The two evaluators were then presented with three different sets of interfaces from the pilot study, which consisted mainly of four interfaces: a general search interface, an advanced search interface, a results interface, and a help interface. Each evaluator was asked to individually assign a subjective rating to each set of interfaces for each quality element on a 7-point likert-type agreement scale. After each evaluator individually completed the evaluation, the evaluators disclosed their ratings and justified their reasons for assigning a particular rating. During this portion of the session it became apparent that there were
particular interface elements that had an impact on the various quality ratings. These interface elements were discussed in detail. The evaluators agreed that explicitly listing some of these examples below the definitions of the quality elements would help them in their evaluations.
Therefore the definitions of the quality elements were expanded to include examples of interface elements that exemplified the quality elements.
Before the second session the evaluators were sent the expanded definitions which included more detailed definitions and examples (Appendix K). During the second session the evaluators were again presented the expanded definitions of the quality elements. The evaluators were then asked to individually evaluate four sets of interfaces from the pilot study (different from those used previously) using the expanded definitions.

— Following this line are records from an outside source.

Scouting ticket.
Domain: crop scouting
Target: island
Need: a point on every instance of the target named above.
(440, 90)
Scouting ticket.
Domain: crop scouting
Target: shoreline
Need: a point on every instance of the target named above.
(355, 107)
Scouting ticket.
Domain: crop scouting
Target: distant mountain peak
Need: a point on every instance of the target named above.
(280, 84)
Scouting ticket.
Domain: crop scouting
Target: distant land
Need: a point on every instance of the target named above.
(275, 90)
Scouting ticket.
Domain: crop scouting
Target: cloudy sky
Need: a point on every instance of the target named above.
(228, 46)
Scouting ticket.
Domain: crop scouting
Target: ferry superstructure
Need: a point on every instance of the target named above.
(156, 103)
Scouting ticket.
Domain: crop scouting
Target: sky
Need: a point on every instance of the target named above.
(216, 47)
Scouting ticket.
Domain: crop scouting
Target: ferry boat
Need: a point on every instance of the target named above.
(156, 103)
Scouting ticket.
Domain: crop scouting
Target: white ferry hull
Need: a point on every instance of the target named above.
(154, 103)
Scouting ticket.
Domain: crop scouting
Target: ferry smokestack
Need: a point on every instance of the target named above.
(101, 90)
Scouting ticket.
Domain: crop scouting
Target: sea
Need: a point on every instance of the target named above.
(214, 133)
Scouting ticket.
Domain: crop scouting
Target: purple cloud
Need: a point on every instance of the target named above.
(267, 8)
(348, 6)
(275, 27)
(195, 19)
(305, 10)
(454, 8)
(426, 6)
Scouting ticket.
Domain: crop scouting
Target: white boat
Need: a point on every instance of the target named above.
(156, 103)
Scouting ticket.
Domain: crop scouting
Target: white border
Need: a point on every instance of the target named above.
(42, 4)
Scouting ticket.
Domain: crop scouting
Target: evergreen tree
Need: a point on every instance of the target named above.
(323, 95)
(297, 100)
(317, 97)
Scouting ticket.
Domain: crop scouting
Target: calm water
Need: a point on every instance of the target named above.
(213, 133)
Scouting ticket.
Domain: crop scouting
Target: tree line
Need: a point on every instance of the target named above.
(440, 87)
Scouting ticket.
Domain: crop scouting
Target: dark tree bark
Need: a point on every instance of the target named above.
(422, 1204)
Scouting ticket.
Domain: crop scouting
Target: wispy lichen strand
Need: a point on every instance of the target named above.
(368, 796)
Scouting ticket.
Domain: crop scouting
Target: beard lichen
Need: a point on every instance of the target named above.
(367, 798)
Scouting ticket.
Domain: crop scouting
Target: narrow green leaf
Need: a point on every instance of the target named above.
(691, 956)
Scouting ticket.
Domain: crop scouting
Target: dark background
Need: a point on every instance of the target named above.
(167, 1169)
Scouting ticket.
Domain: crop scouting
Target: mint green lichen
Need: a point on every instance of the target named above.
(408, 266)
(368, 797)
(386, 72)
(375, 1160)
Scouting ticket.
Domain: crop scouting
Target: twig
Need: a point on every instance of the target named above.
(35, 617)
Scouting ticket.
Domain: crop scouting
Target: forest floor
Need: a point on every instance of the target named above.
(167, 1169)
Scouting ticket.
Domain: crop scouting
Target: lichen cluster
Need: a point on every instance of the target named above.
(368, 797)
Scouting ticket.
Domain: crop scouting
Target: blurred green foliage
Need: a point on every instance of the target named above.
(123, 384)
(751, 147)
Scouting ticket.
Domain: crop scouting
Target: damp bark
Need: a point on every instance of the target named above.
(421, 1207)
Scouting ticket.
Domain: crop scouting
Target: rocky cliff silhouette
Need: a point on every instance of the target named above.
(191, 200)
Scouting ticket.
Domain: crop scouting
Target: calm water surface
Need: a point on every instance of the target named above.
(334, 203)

Each evaluator was asked to individually assign a subjective rating to each set of interfaces for each quality element on a 7-point likert-type agreement scale. After completing the individual assessment the evaluators disclosed their ratings and justified their reasons for assigning a particular rating. After this discussion the evaluators were given the 52 sets of interfaces to evaluate individually. (They were both given the interfaces in the same order.)